I’ve started my drawing class. Drawing is proving much more emotional than I expected. I’m swamped with anxiety whenever I pick up my pen or even think about picking it up. I keep drawing shaky lines because my hand is quivering. I don’t know where this fear is coming from. I hope I can work through it, get past it, and reach a point where drawing is fun again. I remember loving to draw when I was little, but I’ve lost the ability to enjoy myself as I’m drawing.

My new art supplies, waiting for me to pick them up.
My new art supplies, waiting for me to pick them up.

In discussions with my online drawing class, I talked with another student about my frustration at not being able to draw “what I see”. That what I draw doesn’t look as I intended it to look is a more accurate statement. I said I hoped with more practice, I would master this skill.

The teacher made a comment that cut to the heart of things: maybe I will master drawing, maybe I won’t. I should just explore the world of drawing. Experiment and see what happens. Find out what kind of artist I am, instead of setting standards for my work based on the art I’ve been exposed to all my life.

I hated reading that, because he is absolutely right. I need to let go. My expectations are just getting in my way. They are part of the reason my heart is racing when I draw. Though I can’t hear it, my nagging Inner Critic is whispering in my ear that I am wasting my time. My drawing will never be as good as it “should” be. Letting go of how it should look will free me up to enjoy how it does look.

Studies of a horse, by Leonardo Da Vinci
Studies of a horse, by Leonardo Da Vinci

But the thought of letting go of my expectations also makes me sad. I want a sketchbook full of pencil studies that look like a page by Da Vinci. But I am not Da Vinci. There is a human element to making things by hand. Our personalities intervene. Our way of seeing the world plays into the work, as does our physical being. My nerves influence my drawing as my mind does. If my hand is shaking, I’m going to get some wobbly lines. I’m not in control of everything that goes into the drawing. While all of it comes from me, some of it is beyond me.

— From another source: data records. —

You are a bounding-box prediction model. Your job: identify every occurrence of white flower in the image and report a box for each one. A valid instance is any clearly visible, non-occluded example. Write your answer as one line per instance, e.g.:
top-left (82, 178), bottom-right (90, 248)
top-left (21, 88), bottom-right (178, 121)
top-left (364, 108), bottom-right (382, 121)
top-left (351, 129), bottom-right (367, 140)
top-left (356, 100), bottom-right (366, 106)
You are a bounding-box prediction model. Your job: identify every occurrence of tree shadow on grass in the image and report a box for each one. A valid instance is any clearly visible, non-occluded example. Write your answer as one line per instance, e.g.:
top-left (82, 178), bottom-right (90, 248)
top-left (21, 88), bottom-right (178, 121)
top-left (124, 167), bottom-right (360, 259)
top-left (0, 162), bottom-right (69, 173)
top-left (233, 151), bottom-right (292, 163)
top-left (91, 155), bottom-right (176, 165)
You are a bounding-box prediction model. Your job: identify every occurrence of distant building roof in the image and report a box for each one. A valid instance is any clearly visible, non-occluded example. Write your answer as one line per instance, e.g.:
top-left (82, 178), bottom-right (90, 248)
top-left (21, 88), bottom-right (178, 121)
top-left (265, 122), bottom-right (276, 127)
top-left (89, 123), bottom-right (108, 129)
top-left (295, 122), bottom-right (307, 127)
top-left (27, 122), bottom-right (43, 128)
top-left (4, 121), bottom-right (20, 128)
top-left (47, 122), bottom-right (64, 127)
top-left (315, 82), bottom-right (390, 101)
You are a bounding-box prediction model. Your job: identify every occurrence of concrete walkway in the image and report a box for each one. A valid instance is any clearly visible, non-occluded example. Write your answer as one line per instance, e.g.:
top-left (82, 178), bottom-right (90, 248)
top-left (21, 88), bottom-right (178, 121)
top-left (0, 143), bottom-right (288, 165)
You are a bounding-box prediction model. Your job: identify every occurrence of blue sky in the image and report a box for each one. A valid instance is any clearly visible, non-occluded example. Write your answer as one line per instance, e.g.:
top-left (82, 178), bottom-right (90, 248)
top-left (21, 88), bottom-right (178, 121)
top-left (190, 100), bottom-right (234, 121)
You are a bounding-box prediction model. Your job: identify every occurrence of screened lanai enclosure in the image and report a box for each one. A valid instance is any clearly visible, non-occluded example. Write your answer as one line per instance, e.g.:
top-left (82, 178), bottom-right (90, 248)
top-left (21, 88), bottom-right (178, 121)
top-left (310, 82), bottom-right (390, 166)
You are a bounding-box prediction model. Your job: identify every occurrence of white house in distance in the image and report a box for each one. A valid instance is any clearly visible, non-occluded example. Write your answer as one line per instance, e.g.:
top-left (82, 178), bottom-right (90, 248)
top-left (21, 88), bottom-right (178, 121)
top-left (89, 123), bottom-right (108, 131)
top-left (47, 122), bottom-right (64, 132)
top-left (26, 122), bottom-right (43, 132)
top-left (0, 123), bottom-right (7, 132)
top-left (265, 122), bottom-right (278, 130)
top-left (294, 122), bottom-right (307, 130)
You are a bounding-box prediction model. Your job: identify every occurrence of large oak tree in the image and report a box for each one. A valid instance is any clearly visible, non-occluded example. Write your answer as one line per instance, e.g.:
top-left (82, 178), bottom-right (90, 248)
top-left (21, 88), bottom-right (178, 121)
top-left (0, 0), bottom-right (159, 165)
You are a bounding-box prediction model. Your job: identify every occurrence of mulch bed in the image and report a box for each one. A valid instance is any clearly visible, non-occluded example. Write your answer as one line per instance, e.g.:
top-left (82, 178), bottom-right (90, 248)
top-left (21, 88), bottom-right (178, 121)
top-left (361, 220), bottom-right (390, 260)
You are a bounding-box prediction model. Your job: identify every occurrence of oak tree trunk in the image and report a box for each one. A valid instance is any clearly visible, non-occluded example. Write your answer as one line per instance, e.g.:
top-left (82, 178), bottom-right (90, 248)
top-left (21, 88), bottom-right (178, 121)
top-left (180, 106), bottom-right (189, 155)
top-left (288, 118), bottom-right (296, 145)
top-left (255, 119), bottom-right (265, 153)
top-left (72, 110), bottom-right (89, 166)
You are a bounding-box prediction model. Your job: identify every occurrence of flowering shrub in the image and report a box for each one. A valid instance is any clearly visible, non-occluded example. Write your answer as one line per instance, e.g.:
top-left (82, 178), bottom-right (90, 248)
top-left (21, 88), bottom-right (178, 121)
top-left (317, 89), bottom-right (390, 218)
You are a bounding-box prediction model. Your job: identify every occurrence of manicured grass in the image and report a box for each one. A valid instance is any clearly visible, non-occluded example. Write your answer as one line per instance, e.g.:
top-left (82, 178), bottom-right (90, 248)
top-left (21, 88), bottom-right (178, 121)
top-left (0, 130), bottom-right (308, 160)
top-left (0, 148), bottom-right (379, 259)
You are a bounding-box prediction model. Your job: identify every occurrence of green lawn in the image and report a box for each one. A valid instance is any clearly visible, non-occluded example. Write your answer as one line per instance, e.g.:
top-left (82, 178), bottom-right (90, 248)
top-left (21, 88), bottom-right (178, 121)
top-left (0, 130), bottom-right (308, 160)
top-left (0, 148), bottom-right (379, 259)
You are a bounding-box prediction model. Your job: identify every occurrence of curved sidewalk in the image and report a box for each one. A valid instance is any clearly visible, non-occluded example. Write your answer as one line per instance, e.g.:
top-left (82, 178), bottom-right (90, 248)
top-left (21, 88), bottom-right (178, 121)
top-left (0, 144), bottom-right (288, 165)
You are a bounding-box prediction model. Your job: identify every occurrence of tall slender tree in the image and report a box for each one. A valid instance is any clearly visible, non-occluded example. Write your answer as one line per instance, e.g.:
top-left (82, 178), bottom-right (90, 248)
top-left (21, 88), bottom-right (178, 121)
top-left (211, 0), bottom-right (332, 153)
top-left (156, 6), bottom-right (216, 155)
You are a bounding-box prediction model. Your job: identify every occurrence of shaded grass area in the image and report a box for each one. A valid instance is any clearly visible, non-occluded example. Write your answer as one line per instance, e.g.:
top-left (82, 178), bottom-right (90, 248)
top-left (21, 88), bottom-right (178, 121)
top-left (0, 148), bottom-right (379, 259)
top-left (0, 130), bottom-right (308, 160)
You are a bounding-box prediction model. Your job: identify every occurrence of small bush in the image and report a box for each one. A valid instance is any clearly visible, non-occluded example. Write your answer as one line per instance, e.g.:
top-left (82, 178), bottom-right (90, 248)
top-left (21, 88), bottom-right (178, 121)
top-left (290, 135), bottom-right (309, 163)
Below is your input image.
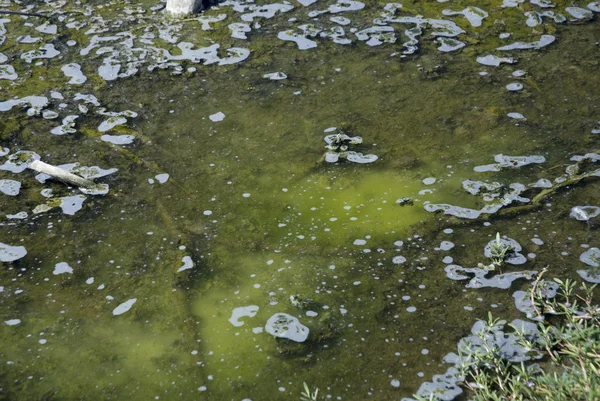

I can choose what I think. I can think that I am just drawing to see what happens. I am looking at something and translating it to the page. The goal is to find my visual language, the lines I make to describe what I see, not to copy someone else’s style, or even to meet someone else’s standards.

Writers talk about finding their voice. Voice comes by writing, writing, writing. My visual voice is going to come from drawing, drawing, drawing. I just need to keep picking up that pen.

Have you had to change your vision for your creative work in order to do it? How do you get out of your own way in order to create?

10 thoughts on “Forget About Mastery: Drawing to Find My Voice”

    1. I so believe that (we get joy from doing what we love no matter how well we do it) and I’m happy to report that I found a very helpful quote yesterday: Accumulate pages, not judgments. So I am now just drawing — good, bad, and ugly — and not worrying about how it’s turning out. And I’m feeling a lot less fearful. I hope it lasts!

    2. I agree. I find I become very unhappy if I don’t draw, so more than anything else, like whether I’m any good at it or not, I’ve learned that it’s just something I have to do. I tell myself the rest will have to figure itself out.

      1. That’s part of how I got started writing: I felt better and was just happier if I wrote than if I didn’t. I’m realizing many of the same lessons I’ve learned about writing apply to drawing. The one I’m using now is: Quantity not quality. Don’t worry about the product, just make stuff. Later I can decide if it’s got any additional value.

  1. The way I got over my fear and intimidation – I started using a Sharpie to draw. Pencil can be erased, and I only seemed to move forward, keep going, when my marks were permanent. Good luck with your drawing! I can’t wait to hear more about this online class – it sounds great.

    1. For the class I am taking, we have been told to use pens only. So I’m trying this. It is scary and freeing. I hope it will lead to good things.

  2. My drawing is not as good as I’d like it to be either. But it has helped me to constantly remind myself that I draw for ME. I draw to have a visual record of designs and inspirations – and most of the time, when I go back to my sketches when I start a new knitwear design, my memory is refreshed as to what I was trying to capture. Of course, it is an individual thing as to why you draw in the first place, but unless you aspire to make a living as an illustrator, I think the most important thing is that you draw for your own benefit. Hope that helps. 🙂

    1. You’re right, of course. Making money from our various interests is appealing, but not required. Most of my creative output is for my own enjoyment. If others enjoy it as well, great. If not, it should be no skin off my nose. But I sometimes make myself crazy by setting insane standards. I’m doing better since I have deciding it’s all practice.